Intendência Municipal: Vida e morte da Ditadura Affonsina
Texto de Angelo Rubim
No final do governo imperial brasileiro, havia forte tensão social e política em função da iminência da falência do Regime. Não se sabia ao certo quando e em quais circunstâncias aconteceria, justamente por isso as lideranças políticas já formavam suas tropas para ocupação do espaço que, esperava-se, seria completamente renovado caso não houvesse imediata aceitação da mudança.
Em Taubaté, muitas eram as vozes em favor da República. Os principais propagandistas desse modelo político na cidade foram o engenheiro Fernando de Mattos, que investiu pesadamente no discurso, por meio do Jornal do Povo, e o farmacêutico José Pedro Malhado Rosa. É necessário salientar que o discurso vinha sendo fortalecido desde quando iniciou-se a luta pela abolição dos escravos. Apesar disso, a primeira grande manifestação republicana em Taubaté só aconteceu em 18 de junho de 1889, quando o então senador Joaquim Lopes Chaves aderiu ao movimento.
Naquele momento, eram dois os principais veículos de informação, o já citado Jornal do Povo ao lado dos republicanos e O Noticiarista com os monarquistas. Era por eles que o embate político se tornava público.
A notícia da Proclamação da República só desembarcou na cidade no dia 17 de novembro, no monarquista O Noticiarista: si é verdade e o governo da monarchia deixou-se supplantar pela vontade na nação, o que desejamos é que seja para felicidade do povo a nova forma de governo que vem de iniciar(O Noticiarista, 17/11/1889). A partir de então os movimentos pela Monarquia e pela República ficaram desorientados.
A Câmara Municipal pronunciou a sua adesão ao regime instalado alegando a possibilidade da instituição de um Estado sem governo. E só manteria a posição após eleições populares (cf. O Noticiarista, 21/11/1889). Na mesma sessão, ao ser consultado, foi anunciada a adesão do Visconde de Tremembé à posição adotada pela Câmara.
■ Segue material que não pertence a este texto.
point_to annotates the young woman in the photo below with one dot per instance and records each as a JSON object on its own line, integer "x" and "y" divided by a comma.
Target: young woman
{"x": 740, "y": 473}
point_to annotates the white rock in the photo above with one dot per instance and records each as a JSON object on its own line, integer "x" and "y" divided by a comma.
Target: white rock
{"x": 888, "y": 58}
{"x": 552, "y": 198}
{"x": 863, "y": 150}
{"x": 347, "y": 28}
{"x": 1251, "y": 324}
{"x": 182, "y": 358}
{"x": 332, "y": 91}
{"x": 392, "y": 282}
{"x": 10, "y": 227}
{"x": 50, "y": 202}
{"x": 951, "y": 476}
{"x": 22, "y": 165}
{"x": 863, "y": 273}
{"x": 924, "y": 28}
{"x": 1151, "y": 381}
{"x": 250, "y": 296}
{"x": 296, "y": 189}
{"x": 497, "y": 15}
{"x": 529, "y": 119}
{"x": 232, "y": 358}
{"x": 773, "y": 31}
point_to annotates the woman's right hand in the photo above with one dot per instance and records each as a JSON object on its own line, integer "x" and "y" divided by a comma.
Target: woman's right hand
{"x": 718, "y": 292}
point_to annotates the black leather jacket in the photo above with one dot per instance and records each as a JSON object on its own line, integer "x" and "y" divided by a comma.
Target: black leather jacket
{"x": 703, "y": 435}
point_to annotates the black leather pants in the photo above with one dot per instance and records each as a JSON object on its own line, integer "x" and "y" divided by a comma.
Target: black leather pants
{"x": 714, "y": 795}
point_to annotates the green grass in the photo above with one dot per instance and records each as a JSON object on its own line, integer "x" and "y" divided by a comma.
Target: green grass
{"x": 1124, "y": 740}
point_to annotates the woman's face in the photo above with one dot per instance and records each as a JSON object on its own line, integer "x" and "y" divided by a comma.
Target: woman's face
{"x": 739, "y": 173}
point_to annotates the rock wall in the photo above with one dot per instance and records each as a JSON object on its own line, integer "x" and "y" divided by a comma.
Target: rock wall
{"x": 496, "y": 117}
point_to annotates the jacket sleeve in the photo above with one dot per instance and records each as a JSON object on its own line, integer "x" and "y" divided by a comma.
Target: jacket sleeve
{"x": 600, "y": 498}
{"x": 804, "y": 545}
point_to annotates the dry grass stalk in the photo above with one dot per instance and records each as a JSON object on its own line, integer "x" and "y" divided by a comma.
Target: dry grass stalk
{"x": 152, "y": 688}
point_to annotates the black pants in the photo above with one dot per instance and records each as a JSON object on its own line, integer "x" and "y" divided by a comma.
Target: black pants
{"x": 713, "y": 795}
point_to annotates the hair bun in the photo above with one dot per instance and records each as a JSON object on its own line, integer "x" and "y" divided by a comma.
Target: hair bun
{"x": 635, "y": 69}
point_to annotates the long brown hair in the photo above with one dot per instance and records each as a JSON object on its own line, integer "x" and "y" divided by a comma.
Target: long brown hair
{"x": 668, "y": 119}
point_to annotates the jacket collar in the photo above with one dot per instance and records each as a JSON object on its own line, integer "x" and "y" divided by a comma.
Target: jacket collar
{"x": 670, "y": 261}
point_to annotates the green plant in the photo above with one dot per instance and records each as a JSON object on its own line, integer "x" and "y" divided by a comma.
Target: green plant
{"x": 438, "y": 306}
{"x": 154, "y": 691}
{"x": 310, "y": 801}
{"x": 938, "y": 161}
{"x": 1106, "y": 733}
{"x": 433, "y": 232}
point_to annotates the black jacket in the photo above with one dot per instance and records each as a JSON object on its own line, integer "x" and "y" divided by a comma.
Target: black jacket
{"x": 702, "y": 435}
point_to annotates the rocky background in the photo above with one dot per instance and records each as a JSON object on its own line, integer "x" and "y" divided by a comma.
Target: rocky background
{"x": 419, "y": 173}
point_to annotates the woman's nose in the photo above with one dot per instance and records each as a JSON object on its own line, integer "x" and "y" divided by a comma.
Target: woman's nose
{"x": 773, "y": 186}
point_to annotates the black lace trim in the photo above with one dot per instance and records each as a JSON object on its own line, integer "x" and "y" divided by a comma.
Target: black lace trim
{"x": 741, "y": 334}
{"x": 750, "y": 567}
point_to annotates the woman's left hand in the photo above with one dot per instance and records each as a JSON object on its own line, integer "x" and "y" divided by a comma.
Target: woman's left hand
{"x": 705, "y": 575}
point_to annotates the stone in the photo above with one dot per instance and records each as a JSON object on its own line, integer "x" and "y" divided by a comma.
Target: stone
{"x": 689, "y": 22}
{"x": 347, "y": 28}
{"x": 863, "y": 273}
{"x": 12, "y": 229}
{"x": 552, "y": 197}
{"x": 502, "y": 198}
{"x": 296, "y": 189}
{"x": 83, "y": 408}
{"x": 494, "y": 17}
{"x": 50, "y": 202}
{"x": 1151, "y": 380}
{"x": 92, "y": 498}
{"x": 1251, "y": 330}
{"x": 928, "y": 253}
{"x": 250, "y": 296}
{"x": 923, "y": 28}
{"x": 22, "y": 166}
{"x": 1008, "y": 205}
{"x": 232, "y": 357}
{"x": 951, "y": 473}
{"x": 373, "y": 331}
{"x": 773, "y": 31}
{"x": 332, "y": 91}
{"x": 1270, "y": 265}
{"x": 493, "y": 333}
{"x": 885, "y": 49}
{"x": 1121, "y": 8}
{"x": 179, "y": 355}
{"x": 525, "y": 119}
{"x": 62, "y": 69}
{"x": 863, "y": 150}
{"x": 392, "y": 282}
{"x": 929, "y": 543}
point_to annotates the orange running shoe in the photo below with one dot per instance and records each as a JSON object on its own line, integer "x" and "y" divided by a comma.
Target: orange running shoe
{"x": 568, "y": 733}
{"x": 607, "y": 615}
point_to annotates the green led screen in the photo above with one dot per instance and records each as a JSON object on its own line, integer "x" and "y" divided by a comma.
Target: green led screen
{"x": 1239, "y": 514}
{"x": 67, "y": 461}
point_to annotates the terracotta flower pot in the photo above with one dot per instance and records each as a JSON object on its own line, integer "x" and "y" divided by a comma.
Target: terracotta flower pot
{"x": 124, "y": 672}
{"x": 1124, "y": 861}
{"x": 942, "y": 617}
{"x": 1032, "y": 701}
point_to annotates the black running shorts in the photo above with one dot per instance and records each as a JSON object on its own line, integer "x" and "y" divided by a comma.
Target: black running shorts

Indicando que nem mesmo as instituições administrativas compreenderam a amplitude das mudanças inseridas com a proclamação de um novo regime político, ao mesmo tempo demonstra a tendência conservadora e patrimonialista da cidade.
Tendo em vista a confusão existente entre os poderes institucional e pessoal e, sendo a consulta feita ao Visconde evidência disso, esse personagem aparece como orientador do bem-estar institucional (cf. FAORO, 2000, V.1, p. 96), coordenador das vontades alheias.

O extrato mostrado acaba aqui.